When a young man came to Jesus Hernandez's Fort Lauderdale home the other day to buy the marmoset monkey he'd been advertising online, he thought he was going to get $2,700 and say so long to 1-year-old Rafiki.
Instead, Hernandez tells New Times that the man identified himself as a Florida Fish and Wildlife Conservation Commission agent, arrested him, and charged him with several misdemeanor crimes for illegally selling the monkey.
The problem, unbeknown to Hernandez, was that a permit is required to sell monkeys in Florida.
Hernandez had just posted this advertisement on backpage.com -- a classifieds website owned by New Times' parent company, Village Voice Media -- a few days before the FWC agent showed up to his place:
Friendly, Fun, easy to take care of, just put it on your shoulder and you can even take it out in public and its pet friendly we have cats and the monkey has no problem with them. I am selling the monkey because I just dont have time to spend with it along with the fact that I have been traveling alot there is no special diet for it it eats fruits vegetables almost anything. Asking $2700.00 but may negotiate. Contact me via email with Monkey in the subject line or call me
He says he purchased the monkey from a breeder in Pembroke Pines about a year ago and says the breeder told him he didn't need a license to buy the monkey.
Now Hernandez says he's cooperating with detectives to find said breeder, because she wouldn't be allowed by law to sell the monkey to anyone without a license.
Hernandez claims the breeder told him he needed a license only if he were to use the monkey for show, which he had no plans of doing.
He's facing some heavy fines for the misdemeanor charges when he has his court date in August, but he hopes they'll understand he had no idea about the necessity of a permit.

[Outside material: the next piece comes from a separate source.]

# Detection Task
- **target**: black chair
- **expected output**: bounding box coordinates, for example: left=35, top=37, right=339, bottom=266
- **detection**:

Hernandez says he's spent around $4,000 on Rafiki -- including all of his food and enclosure -- since buying him a year ago, so paying for the $50 permit wouldn't have been a problem if he'd known about it.
He says owning the monkey hasn't caused any problems for him over the past year -- except one incident in which he says his ex-girlfriend stole the monkey but eventually gave it back -- and he was just trying to do the right thing.
"I was just trying to finding the monkey a good home," Hernandez says. "It's a good monkey; it gets along with everybody."